Jean Hegland voit enfin son premier roman traverser l'Atlantique. © PATRICE NORMAND/REPORTERS

Deep in the woods

Il y a vingt ans, une Américaine signait une épopée de fin du monde vécue par deux adolescentes. Un pur morceau de nature writing politique enfin traduit.

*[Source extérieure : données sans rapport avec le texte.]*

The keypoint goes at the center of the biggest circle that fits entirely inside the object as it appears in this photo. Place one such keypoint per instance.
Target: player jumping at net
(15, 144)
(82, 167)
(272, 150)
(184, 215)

Véritable choc à sa sortie aux Etats-Unis en 1996, Dans la forêt aura mis du temps à traverser l’Atlantique. Premier roman signé d’une inconnue, Jean Hegland qui, aujourd’hui, partage paraît-il, son temps entre l’écriture et l’apiculture en Caroline du Nord, le livre est l’histoire de Nell et Eva, adolescentes californiennes qui voient le monde vaciller à l’aube d’entamer leur vie adulte. A l’heure où Nell commence son journal affolé (le livre qu’on tient entre les mains), c’est Noël, et plus rien n’est comme avant : il n’y a plus d’électricité ni d’essence, les villes sont à feu et à sang, les rayons des supermarchés pillés de leurs dernières offrandes, et la population américaine décimée par un inexplicable virus. Prisonnières de la maison sans voisins qu’elles habitent depuis toujours au coeur d’une immense forêt, et alors que le monde s’effondre ailleurs, les deux soeurs se retrouvent seules après la mort, à quelques mois de distance, de leur mère puis de leur père adorés. Le livre décrit leurs jours alors que leur isolement se précise dans un monde qui s’ensauvage : la manière dont elles font l’inventaire de ce qui leur reste pour subsister, la réexploration minutieuse de chacun des recoins d’une demeure familiale où tout est un douloureux souvenir de la vie d’avant. Mais aussi, coeur battant du roman, la manière dont elles vont organiser leur espace mental pour éviter de sombrer dans la folie.

Into the wild

Une fois entré Dans la forêt, le lecteur n’a d’autre choix que de tourner les pages dans un sentiment d’urgence. Effet alarmant de l’installation d’une ère postapolayptique terrorisante mais plausible. Relativement antisensationnel au vu de son sujet chargé, le livre choisit en effet de tout concentrer sur le face-à-face minuté de ses héroïnes, tour à tour âpre et consolateur, dans leur passage de la vie à la survie.  » Même se disputer est un luxe qu’on ne peut pas se permettre quand sa vie entière a été réduite à une seule personne.  »

Un huis clos jamais tout à fait asphyxiant : tout autour de la maison, la grande forêt est là qui se dresse, imperturbable. Sensuel, le roman décrit ses ensorcellements, mais aussi comment, d’étendue mythologique et indisciplinée, les bois deviennent peu à peu, pour les deux soeurs en rupture de civilisation, un moyen de subsistance et de résistance ainsi qu’un espace de réinvention de soi – d’histoires et de pensées. Les fragiles promesses d’une vie radicale et nouvelle.  » L’avenir du monde est dans la beauté sauvage « , écrivait ailleurs le romancier Dan O’Brien, autre fer de lance d’un genre romanesque, le nature writing, auquel Dans la forêt vient livrer une nouvelle et puissante pièce à conviction.

Dans la forêt, par Jean Hegland, traduit de l’anglais (Etats-Unis) par Josette Chicheportiche, éd. Gallmeister, 304 pages.